Les caractères des champagnes ondulées sarthoises

Un paysage marqué par les ondulations des vallons et buttes calcaires

La frange ouest du bassin parisien marquée par une série de cuestas et buttes témoins


Terminant les formations géologiques du bassin parisien, les paysages des champagnes sarthoises se caractérisent par des ondulations marquées et des buttes très lisibles sur l’horizon. Les reliefs les plus élevés sont localisés entre la vallée de la Sarthe et la champagne de Conlie. Ils coïncident avec des buttes-témoins plus ou moins isolées (cénomaniennes), moins érodées du fait de leur couche de grès ferrugineux appelés localement roussard : La Crochère (148 m), forêt de Mézières-sous-Lavardin (167 m), collines de Lavardin (176 m).
Ces points culminants sont associés à la cuesta qui domine la Champagne de Conlie. Ce plateau calcaire supporte localement de petites buttes-témoins boisées aux environs de Neuvillalais et Vernie. Sur cette rive droite de la Sarthe, les cours du ruisseau le Lombron et de la Longève, au Nord, recoupent la cuesta callovienne au nord.
Un relief globalement ondulé avec des vallées marquées Cette cuesta et les plateaux calcaires qui terminent à l’ouest le bassin parisien se traduisent par des buttes marquées et des ondulations amples dans le relief. Ces effets sont particulièrement amplifiés sur le secteur sud de l’unité paysagère par des vallées marquées et plus encaissées (souvent espacées compte tenu de la porosité du socle calcaire). Ces dernières suivent les directions de failles du socle armoricain soit nord/sud soit nord-est/sud-ouest. C’est le cas notamment de la Vallée de la Vègre (qui suit les deux directions et fait un coude au niveau de Brulon qui domine un ancien méandre de la rivière), des vallées nord/sud de la Gée, du Renon et de l’Orne Champenoise. Au sud-est de la cuesta de Mézières les ruisseaux de Vray et de l’Antonnière ont des vallées plus encaissées, d’une cinquantaine de mètres, dans le plateau de Lavardin. Cette diversité des vallées amplifie le jeu des ondulations et donc de dynamiques de perceptions visuelles du paysage avec des jeux de covisibilités, de belvédères et promontoires, de vues cadrées dans les vallées…
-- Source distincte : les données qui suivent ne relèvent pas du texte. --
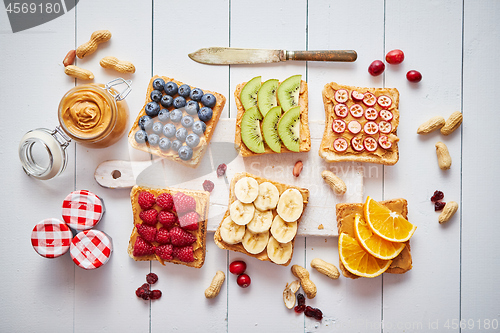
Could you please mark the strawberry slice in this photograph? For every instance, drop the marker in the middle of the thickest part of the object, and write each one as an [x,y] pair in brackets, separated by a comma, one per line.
[384,142]
[371,114]
[356,110]
[369,99]
[338,126]
[370,128]
[384,101]
[341,110]
[341,95]
[340,145]
[370,143]
[384,127]
[354,127]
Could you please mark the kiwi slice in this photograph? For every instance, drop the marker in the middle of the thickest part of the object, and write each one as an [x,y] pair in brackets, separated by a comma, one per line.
[251,134]
[248,95]
[288,92]
[289,129]
[266,97]
[270,128]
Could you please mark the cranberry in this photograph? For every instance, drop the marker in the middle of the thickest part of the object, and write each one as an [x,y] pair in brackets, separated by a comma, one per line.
[243,280]
[414,76]
[237,267]
[376,68]
[395,57]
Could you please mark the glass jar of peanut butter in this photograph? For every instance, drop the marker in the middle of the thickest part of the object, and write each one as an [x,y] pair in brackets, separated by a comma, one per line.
[95,115]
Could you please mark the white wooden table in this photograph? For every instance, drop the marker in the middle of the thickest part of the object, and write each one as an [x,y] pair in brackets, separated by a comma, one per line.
[453,285]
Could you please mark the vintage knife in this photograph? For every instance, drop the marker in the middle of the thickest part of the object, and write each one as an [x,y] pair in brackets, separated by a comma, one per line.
[230,55]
Une occupation agricole et des boisements qui créent des contrastes dans le paysage

Des plateaux et buttes calcaires ouverts sur de grandes cultures


Sur les terrains des plateaux et des versants doux de buttes, les terres de groies plus riches sont propices aux cultures. Le paysage s’ouvre sur une large mosaïque de couleurs en été et de labours en hiver. Les bruns, ocres et jaunes dominent la palette végétale et sont accompagnés des verts tendres de pousses de printemps, des blés d’hiver, ou des petites prairies qui s’immiscent dans ce patchwork cultivé. Ces larges panoramas ouverts par les grandes cultures sont animés par la présence d’éléments végétaux qui ponctuent le paysage et donnent de la profondeur aux perspectives. On retrouve ainsi des arbres isolés, des petits vergers souvent à l’appui des chemins ou des fermes, des petits bosquets et des alignements correspondant à d’anciennes haies où le chêne domine.
Des vallons bocagers soulignés de lignes de peupliers
Dans les vallons, les ambiances sont beaucoup plus intimistes. Les fonds inondables sont quadrillés de petites prairies humides souvent partiellement encloses par des haies bocagères aux textures et couleurs caractéristiques des arbres de milieux humides (saules, frênes, aulnes et chênes). En été, le contraste est souvent saisissant entre la fraicheur des ambiances de vallons et la chaleur des plateaux.
Cette trame végétale accompagne la ripisylve qui dessine les méandres de la rivière et remonte souvent sur les coteaux structurant ainsi la pente. Le paysage rural se complexifie dans les vallées révélant la diversité des modes de faire-valoir de la polyculture élevage. Les terrains plus pentus, inondables ou trop humides, moins facilement labourables, sont ainsi voués à l’élevage et alternent avec les parcelles de cultures sur les terrasses alluviales plus riches et les versants plus doux de coteaux. A l’approche des bourgs ou des fermes ces prairies sont souvent plantées de petits vergers qui ajoutent à la richesse de ces trames végétales.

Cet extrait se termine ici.